Film Deters Abductions
A police sergeant in Aurora, Colo., recently suggested window film as a deterrent against abduction.

Sgt. Graham Dunne teaches classes on how to evade an abduction and recently shared some pointers with a local news station who posted the advice on 9news.com. On Dunne’s list of “things that may discourage individuals,” was: “Tint your windows.” And, of course, “Check with local police to find out what is legal in your area.” 

Panthers Guard Pulled For Illegal Tint
Carolina Panthers reserve guard D’Anthony Batiste was recently arrested on a weapons charge after being pulled for illegal tint levels. Batiste’s windows clocked in at 8.8 percent visible light transmittance. The officer said windows are supposed to have at least a 35-percent visible light transmission and he couldn’t see who was in the vehicle.

According to an Associated Press article, Batiste was then charged by the North Carolina police officer for carrying a concealed weapon. As it turns out, the gun was Batiste’s prior service weapon from the time he spent as a former deputy in Louisiana.

Batiste, who later said his charge may have been racially motivated, also was fined $110 for not updating his driver’s license after moving to North Carolina. A spokeswoman for the Charlotte Mecklenburg Police Department said the arrest was not racially motivated and that the department has been cracking down on window tint violations.

A Mecklenburg County judge threw out the charges, saying the arrest for a window tint violation was a pretext to search Batiste’s car.

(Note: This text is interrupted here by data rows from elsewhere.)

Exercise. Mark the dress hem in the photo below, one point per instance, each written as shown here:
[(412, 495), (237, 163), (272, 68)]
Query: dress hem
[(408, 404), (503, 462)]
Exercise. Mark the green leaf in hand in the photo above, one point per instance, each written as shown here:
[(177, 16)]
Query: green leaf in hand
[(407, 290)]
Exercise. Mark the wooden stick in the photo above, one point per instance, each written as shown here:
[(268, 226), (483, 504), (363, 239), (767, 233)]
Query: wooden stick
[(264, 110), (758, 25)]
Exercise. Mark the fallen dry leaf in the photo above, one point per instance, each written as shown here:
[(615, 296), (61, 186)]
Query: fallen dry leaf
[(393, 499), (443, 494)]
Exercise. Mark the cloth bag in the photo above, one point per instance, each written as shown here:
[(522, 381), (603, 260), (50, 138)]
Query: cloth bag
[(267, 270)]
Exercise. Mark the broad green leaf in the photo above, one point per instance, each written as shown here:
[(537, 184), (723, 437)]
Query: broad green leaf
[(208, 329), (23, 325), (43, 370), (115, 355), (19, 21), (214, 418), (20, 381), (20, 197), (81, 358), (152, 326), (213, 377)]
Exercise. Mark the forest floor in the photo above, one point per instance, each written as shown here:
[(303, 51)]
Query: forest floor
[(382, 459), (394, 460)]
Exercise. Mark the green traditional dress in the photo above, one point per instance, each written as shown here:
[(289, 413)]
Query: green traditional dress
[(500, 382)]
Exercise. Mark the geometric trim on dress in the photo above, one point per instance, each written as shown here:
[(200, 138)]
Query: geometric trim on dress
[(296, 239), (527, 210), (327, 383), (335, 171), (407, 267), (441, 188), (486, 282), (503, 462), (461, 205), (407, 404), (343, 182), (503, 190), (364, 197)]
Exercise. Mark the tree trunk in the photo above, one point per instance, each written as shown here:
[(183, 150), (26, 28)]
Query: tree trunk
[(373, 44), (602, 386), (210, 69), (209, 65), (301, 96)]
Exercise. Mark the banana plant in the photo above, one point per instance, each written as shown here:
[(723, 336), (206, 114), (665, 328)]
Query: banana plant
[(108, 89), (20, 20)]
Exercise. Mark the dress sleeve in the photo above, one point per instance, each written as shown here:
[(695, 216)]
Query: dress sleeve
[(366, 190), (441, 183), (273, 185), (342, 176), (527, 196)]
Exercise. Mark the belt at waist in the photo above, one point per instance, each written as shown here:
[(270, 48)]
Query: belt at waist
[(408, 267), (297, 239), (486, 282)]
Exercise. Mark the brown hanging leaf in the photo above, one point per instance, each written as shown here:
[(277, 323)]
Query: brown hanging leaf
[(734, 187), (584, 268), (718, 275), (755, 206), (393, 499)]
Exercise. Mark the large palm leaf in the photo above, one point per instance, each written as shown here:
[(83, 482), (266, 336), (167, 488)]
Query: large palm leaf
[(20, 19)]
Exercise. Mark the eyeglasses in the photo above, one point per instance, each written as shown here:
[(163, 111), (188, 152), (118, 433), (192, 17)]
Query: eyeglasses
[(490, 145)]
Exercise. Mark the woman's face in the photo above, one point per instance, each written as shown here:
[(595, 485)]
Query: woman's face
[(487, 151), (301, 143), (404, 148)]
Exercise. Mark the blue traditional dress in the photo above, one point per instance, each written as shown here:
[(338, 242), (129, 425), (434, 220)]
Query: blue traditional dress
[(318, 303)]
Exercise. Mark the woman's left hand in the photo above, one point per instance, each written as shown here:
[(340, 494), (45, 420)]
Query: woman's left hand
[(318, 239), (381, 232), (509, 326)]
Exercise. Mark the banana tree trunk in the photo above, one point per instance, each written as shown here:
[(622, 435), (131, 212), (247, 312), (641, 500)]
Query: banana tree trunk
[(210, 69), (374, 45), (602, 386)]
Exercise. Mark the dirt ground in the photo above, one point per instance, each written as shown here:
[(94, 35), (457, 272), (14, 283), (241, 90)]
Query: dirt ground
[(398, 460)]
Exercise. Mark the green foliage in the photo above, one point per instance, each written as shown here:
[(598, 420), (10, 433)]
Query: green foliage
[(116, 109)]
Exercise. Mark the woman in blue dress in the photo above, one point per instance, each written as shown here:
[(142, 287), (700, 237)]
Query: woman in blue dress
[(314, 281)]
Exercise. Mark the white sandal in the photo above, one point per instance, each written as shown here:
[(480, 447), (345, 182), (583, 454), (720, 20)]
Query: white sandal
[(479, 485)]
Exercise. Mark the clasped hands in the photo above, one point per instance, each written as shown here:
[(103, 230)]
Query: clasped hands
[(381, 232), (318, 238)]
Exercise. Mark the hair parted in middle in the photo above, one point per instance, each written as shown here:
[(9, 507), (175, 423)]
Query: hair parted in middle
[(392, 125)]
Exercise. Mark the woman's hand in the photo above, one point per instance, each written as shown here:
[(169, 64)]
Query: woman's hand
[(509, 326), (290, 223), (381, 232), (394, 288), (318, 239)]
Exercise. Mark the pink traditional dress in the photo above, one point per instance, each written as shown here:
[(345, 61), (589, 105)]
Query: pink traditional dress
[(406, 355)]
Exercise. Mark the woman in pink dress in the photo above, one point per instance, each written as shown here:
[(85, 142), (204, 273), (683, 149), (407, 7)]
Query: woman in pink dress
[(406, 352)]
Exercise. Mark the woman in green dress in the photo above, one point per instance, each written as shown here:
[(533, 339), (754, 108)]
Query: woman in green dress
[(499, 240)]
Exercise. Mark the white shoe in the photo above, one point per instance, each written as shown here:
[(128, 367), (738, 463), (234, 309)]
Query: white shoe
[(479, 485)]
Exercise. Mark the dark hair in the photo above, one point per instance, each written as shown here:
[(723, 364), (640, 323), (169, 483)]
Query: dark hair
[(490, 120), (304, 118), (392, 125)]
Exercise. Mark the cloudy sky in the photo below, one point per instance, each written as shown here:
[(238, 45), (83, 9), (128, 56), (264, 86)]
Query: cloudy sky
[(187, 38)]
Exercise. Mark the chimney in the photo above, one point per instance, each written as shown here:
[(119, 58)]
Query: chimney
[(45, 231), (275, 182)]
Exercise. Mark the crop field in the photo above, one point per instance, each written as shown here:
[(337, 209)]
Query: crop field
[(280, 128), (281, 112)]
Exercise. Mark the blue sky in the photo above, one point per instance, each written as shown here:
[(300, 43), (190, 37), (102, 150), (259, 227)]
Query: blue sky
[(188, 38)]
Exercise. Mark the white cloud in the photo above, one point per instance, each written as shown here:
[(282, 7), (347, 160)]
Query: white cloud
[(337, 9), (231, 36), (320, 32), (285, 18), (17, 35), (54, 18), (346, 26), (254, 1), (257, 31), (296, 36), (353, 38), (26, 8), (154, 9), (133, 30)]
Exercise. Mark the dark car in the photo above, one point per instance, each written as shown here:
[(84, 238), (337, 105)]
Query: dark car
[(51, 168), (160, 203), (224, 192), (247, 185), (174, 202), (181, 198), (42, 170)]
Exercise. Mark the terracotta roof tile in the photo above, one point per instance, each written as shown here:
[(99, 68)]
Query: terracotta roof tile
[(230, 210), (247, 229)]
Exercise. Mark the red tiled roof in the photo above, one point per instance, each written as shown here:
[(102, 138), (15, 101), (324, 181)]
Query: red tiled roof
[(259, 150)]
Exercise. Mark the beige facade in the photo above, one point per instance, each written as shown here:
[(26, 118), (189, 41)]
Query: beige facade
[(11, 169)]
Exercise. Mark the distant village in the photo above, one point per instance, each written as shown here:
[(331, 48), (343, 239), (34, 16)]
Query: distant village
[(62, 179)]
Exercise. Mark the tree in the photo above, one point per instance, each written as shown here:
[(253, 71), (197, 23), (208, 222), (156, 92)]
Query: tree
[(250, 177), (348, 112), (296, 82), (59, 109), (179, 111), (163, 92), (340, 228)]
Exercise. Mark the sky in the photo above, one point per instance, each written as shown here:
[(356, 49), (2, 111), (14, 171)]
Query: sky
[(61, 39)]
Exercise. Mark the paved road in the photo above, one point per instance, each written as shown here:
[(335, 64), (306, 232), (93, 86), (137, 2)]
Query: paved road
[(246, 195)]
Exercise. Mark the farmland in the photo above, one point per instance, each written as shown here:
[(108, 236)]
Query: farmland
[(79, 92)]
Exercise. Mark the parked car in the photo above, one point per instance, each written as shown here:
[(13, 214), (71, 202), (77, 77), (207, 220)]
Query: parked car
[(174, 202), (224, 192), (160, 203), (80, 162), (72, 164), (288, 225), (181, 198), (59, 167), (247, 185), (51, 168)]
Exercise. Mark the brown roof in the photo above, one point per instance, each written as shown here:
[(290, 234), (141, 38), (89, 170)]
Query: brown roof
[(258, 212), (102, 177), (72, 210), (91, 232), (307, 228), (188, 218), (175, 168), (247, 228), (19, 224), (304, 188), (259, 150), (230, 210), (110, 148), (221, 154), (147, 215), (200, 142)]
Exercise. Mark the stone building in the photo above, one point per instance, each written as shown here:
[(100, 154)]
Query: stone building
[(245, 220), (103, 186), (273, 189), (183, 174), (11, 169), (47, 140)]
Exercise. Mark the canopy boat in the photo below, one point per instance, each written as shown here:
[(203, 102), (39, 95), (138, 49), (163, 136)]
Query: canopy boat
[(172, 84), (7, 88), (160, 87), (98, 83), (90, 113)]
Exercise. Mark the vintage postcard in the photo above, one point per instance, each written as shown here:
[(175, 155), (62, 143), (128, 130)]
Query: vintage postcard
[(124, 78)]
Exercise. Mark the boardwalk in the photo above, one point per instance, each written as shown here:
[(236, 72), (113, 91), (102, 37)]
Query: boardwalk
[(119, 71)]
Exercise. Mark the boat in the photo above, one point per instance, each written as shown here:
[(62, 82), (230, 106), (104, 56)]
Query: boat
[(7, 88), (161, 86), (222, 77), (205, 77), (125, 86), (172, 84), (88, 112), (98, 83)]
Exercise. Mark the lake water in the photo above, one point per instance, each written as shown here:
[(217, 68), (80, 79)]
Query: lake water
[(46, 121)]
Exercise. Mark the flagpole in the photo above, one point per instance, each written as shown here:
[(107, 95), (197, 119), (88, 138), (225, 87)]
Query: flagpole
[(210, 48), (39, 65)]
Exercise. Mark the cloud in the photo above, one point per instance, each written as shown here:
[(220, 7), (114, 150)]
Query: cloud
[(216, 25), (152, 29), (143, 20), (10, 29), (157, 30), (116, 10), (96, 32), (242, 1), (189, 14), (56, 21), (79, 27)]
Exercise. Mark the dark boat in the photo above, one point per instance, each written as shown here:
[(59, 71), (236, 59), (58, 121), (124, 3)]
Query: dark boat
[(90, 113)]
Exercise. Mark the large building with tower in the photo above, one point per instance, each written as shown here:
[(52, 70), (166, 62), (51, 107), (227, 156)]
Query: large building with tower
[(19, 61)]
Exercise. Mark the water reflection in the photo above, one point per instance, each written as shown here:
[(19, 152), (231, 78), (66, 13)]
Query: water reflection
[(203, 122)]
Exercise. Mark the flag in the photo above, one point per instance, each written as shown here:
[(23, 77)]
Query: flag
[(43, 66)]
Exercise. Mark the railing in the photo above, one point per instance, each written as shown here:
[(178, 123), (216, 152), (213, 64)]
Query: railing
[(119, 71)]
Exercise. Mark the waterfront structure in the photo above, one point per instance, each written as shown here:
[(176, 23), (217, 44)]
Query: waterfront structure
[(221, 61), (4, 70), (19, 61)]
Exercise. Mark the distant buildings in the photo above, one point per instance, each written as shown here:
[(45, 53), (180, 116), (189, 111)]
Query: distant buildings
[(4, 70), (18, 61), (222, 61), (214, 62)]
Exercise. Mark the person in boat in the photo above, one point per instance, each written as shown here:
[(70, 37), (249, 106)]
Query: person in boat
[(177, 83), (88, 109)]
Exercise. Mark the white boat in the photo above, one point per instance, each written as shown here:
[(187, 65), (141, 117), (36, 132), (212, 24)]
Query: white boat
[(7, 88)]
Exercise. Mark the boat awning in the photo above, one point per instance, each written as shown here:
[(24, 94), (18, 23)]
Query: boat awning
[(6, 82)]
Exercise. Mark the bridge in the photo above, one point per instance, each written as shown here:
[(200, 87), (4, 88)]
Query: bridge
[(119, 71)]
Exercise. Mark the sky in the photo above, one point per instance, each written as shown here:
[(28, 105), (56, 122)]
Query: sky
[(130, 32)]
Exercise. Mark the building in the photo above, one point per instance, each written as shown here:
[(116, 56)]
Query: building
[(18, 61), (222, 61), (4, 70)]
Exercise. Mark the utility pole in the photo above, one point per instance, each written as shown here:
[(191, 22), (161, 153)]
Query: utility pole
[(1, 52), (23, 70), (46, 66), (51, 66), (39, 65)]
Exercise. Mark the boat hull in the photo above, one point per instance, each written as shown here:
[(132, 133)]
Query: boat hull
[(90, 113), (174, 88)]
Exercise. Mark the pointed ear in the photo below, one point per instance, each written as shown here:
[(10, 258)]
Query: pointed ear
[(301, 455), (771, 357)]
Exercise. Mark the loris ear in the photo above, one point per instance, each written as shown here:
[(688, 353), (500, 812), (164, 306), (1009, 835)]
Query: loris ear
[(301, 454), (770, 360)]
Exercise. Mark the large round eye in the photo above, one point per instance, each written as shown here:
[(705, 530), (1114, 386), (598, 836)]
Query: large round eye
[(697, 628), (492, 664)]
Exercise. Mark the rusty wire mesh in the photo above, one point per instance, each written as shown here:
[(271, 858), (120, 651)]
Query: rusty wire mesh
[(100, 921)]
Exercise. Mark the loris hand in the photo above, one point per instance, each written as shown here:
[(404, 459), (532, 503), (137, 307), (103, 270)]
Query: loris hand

Doctors Continue to Prescribe Film
With summer officially in full swing, consumers continue to hear about sun protection. And while we hear primarily about doctors suggesting certain SPF levels of sun-block, many continue to prescribe window film for those at risk of, or currently being treated for, skin cancer.

In an article dated June 22, 2007, from The State Journal, in Charleston, W. Va., Craig McKee asks, “Could the sunglasses you wear and the car you drive be doing you more harm than good when it comes to defending yourself against skin cancer?” He then discusses how patients can have tint applied to their vehicles, darker than state regulations, using a doctor’s prescription.

McKee talks to Wil Scarbro, a tint shop owner, who says he frequently encounters past skin cancer patients who want their windows tinted. “And they can have the whole windshield tinted, in most cases, to keep the glare out of their eyes and the sun off their skin,” Scarbro told McKee.